Hi ARM-Support,
I compared the performance of plain C code and C code with NEON intrinsics on my RaspberryPi 4 and was surprised that the plain C code is slightly faster. The code is in both cases some XOR operations (200 bytes in the plain C, 400 bytes in the NEON C code).
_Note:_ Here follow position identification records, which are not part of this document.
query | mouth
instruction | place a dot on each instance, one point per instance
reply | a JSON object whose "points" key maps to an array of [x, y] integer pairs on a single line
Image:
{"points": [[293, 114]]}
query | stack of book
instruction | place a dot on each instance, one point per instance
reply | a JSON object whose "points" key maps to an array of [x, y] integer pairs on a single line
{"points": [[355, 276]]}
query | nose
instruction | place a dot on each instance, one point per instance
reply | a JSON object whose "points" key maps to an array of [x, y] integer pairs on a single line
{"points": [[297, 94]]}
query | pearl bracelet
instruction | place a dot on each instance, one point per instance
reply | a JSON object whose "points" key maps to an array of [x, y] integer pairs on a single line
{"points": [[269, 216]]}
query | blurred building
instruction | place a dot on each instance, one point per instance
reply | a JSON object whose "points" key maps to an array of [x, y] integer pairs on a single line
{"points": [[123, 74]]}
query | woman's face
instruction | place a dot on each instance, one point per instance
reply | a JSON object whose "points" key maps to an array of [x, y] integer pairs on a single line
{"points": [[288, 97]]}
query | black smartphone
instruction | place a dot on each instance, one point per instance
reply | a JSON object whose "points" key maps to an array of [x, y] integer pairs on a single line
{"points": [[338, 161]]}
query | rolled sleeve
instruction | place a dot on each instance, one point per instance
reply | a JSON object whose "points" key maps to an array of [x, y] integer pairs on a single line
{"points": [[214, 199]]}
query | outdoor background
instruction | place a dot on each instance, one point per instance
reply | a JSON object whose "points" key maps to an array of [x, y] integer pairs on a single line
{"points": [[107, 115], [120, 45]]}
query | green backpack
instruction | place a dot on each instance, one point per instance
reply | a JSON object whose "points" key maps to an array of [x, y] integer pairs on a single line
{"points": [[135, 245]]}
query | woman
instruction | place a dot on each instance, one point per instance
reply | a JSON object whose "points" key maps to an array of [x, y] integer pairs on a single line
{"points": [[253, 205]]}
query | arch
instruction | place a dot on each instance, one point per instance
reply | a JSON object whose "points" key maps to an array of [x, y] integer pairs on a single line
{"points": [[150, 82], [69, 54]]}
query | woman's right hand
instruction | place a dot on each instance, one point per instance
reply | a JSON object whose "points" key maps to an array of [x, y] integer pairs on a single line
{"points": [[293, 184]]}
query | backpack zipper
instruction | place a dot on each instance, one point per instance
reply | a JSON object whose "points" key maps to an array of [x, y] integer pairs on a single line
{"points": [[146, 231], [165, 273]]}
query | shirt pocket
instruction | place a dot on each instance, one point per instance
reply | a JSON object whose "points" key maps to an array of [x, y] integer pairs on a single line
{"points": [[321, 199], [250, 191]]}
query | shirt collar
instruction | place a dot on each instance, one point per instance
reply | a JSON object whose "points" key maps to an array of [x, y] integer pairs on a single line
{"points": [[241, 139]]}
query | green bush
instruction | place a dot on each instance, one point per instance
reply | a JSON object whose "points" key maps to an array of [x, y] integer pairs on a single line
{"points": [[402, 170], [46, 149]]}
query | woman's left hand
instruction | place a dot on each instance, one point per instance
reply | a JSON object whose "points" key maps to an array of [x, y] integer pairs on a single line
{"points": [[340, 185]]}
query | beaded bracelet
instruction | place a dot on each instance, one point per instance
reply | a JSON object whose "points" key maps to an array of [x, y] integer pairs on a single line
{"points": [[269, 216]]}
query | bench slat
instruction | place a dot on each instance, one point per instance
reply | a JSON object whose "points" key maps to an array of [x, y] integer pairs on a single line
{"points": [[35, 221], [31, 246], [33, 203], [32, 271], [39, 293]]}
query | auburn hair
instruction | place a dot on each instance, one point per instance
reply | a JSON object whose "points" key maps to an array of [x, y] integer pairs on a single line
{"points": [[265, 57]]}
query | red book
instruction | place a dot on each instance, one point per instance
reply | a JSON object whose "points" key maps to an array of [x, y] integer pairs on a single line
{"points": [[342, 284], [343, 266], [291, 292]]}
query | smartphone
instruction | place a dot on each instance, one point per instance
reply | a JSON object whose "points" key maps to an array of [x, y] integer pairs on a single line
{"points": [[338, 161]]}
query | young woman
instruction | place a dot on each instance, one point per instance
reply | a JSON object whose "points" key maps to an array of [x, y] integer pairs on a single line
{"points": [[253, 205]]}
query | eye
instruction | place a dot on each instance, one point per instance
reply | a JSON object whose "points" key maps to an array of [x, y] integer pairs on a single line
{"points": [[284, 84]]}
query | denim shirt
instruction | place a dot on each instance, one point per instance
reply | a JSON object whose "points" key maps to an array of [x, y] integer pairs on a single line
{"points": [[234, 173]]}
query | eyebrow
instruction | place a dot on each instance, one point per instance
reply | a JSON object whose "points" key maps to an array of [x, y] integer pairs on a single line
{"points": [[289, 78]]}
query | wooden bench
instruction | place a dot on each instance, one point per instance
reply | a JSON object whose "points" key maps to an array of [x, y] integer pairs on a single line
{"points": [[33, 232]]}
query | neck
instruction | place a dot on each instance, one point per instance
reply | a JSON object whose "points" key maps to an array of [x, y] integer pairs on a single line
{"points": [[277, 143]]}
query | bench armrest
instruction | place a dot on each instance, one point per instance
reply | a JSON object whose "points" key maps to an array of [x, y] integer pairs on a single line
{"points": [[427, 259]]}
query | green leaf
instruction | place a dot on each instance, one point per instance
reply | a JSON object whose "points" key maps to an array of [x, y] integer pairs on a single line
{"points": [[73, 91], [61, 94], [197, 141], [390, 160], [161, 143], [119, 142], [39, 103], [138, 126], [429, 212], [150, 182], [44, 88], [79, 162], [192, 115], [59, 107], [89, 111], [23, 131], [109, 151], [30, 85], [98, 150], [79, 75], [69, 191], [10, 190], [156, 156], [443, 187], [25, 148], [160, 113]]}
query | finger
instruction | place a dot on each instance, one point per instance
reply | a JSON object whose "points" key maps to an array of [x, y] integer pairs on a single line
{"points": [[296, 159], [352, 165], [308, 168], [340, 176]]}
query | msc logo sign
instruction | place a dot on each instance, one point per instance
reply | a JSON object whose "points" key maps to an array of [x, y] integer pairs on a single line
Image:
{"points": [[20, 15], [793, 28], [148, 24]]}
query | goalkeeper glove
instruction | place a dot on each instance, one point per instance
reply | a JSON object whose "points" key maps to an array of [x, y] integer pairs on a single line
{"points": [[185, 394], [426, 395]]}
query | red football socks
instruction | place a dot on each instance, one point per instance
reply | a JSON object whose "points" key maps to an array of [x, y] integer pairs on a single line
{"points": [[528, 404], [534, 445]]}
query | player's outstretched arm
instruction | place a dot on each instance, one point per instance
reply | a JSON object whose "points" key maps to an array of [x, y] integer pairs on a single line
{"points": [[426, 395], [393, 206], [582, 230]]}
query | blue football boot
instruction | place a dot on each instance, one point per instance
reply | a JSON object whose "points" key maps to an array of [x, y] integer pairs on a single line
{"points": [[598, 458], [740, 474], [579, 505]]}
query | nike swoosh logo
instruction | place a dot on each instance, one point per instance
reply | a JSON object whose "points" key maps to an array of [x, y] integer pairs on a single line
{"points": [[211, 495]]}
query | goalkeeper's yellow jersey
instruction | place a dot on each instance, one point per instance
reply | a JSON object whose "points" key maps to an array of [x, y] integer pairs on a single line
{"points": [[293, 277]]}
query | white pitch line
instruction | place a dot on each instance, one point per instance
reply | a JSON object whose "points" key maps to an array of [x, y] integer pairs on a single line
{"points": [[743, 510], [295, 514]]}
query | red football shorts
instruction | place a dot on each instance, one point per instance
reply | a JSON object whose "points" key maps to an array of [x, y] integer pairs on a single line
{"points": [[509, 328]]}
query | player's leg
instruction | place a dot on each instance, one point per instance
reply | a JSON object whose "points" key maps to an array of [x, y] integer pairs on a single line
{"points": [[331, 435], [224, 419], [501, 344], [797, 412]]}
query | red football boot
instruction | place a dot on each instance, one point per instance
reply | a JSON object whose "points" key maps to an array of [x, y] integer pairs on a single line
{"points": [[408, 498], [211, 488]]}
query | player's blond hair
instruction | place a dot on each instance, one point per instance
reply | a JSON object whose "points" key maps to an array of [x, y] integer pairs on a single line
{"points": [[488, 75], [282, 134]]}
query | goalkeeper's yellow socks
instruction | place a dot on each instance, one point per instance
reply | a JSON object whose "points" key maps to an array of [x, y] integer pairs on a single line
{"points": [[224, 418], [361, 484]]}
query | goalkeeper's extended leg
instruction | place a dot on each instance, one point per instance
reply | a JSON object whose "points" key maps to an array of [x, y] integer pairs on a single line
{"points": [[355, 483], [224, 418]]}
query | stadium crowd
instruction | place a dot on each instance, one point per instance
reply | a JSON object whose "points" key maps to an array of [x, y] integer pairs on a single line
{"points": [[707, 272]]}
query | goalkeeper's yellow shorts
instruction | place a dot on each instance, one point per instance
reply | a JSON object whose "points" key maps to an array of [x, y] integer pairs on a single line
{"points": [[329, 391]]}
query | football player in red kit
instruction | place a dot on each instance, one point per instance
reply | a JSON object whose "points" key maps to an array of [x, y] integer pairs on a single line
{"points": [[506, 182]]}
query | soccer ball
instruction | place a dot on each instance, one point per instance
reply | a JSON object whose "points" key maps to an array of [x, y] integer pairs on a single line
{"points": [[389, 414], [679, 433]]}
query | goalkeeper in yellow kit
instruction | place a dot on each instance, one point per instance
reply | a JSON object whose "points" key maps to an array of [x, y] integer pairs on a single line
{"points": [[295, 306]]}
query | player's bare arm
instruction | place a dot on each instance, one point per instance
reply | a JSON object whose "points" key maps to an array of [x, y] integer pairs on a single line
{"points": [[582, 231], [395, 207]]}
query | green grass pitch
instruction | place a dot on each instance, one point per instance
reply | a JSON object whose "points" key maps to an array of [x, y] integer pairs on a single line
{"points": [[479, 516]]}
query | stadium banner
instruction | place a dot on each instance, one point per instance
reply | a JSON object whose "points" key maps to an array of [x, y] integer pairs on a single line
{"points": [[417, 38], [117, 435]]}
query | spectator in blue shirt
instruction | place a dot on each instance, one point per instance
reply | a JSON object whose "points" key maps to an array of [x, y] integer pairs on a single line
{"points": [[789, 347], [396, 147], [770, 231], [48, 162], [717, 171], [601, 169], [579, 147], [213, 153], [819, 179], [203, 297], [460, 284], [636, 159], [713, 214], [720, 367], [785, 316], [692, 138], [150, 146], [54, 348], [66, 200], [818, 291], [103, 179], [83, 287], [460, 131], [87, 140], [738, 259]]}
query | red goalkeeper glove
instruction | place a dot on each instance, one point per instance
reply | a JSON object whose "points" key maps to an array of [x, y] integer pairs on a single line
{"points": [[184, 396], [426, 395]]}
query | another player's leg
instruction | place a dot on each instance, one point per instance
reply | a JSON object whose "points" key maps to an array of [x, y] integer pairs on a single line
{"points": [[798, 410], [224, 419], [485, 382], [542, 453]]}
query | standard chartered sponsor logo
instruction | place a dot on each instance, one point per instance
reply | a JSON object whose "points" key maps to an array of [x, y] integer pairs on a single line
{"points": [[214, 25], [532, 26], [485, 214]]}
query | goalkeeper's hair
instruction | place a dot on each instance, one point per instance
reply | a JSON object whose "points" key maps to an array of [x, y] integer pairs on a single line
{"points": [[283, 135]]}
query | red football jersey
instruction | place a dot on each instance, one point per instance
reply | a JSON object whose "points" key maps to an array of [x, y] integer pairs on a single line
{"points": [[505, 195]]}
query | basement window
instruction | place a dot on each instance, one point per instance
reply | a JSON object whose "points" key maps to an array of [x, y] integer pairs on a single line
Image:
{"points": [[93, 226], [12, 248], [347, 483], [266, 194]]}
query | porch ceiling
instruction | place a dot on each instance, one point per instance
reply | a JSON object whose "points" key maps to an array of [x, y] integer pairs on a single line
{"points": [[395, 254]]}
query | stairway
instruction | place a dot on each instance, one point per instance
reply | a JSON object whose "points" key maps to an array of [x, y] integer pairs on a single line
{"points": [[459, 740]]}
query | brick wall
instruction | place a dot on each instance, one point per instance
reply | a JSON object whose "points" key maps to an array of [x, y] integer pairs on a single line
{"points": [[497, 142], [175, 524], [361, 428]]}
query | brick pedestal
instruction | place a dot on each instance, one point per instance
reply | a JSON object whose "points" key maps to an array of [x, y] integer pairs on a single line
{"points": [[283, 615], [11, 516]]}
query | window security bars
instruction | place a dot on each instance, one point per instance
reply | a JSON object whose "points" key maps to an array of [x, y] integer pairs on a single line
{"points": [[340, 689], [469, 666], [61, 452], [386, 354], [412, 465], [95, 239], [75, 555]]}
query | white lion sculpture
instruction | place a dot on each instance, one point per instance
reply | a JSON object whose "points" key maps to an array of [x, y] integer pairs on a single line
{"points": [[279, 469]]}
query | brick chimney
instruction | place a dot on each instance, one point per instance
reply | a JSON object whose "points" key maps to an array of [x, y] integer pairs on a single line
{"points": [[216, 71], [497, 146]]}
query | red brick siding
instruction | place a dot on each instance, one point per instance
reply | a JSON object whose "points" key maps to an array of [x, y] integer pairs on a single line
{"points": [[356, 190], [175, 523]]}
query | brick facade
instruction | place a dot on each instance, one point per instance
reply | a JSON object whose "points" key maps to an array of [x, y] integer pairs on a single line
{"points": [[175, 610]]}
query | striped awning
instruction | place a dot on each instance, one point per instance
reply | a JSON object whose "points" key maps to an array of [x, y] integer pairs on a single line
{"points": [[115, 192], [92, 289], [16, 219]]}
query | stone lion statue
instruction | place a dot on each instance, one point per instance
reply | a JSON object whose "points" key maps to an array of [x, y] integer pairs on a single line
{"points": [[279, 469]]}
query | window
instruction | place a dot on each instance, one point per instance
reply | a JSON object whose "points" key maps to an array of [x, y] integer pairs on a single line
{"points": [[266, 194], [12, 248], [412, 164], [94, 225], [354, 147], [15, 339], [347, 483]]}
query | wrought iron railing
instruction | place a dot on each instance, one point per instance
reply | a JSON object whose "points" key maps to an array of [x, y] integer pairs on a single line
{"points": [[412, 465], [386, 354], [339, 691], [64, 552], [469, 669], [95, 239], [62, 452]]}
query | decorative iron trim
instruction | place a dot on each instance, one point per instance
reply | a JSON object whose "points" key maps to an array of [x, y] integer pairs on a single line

By looking at the assembler code generated by GCC my impression was, that the NEON code should be a little bit faster, as it has fewer instructions.
The measurements were performed by using the CNTPCT_EL0, Counter-timer Physical Count register.
Do you have an idea why the NEON C code is slightly slower compared to pure C and is there somewhere documented how many clock cycles the instructions need if NEON registers are used?
NEON code:
ldp q0, q7, [x0] ldp q6, q5, [x0, #32] ldp q16, q4, [x0, #64] ldp q3, q2, [x0, #96] ldr q1, [x0, #128] eor v4.16b, v4.16b, v0.16b eor v1.16b, v1.16b, v5.16b eor v3.16b, v3.16b, v7.16b eor v2.16b, v2.16b, v6.16b ldp q0, q7, [x0, #144] ldp q6, q5, [x0, #176] eor v0.16b, v0.16b, v16.16b eor v4.16b, v4.16b, v7.16b ldp q16, q7, [x0, #208] eor v3.16b, v3.16b, v6.16b eor v2.16b, v2.16b, v5.16b ldp q6, q5, [x0, #240] eor v1.16b, v1.16b, v16.16b eor v0.16b, v0.16b, v7.16b ldp q16, q7, [x0, #272] eor v4.16b, v4.16b, v6.16b eor v3.16b, v3.16b, v5.16b ldp q6, q5, [x0, #304] eor v2.16b, v2.16b, v16.16b eor v1.16b, v1.16b, v7.16b ldp q16, q7, [x0, #336] eor v4.16b, v4.16b, v5.16b eor v0.16b, v0.16b, v6.16b ldp q6, q5, [x0, #368] eor v3.16b, v3.16b, v16.16b eor v2.16b, v2.16b, v7.16b eor v1.16b, v1.16b, v6.16b eor v0.16b, v0.16b, v5.16b stp q4, q3, [x0] stp q2, q1, [x0, #32] str q0, [x0, #64] ret nop nop nop
C Code:
ldp x5, x4, [x0] ldp x1, x6, [x0, #32] ldp x7, x8, [x0, #48] eor x5, x5, x6 ldp x3, x2, [x0, #16] eor x4, x4, x7 ldp x6, x7, [x0, #64] eor x3, x3, x8 ldp x11, x13, [x0, #120] eor x2, x2, x6 eor x1, x1, x7 ldr x6, [x0, #88] ldr x9, [x0, #96] ldr x12, [x0, #136] eor x6, x6, x13 ldr x10, [x0, #80] eor x4, x4, x6 ldr x6, [x0, #160] eor x9, x9, x12 eor x3, x3, x9 ldr x9, [x0, #168] eor x10, x10, x11 eor x5, x5, x10 ldr x8, [x0, #104] ldp x11, x10, [x0, #144] eor x5, x6, x5 eor x4, x4, x9 ldr x7, [x0, #112] eor x8, x8, x11 stp x5, x4, [x0] eor x2, x2, x8 ldr x8, [x0, #176] eor x7, x7, x10 ldr x6, [x0, #184] eor x1, x1, x7 ldr x5, [x0, #192] eor x3, x3, x8 eor x2, x2, x6 eor x1, x1, x5 stp x3, x2, [x0, #16] str x1, [x0, #32] ret nop nop
Best regards
Ok, I see. Can I rely on GCC/Clang that they can put the instructions in such a way that this additional latency can be hidden or should I do this manually?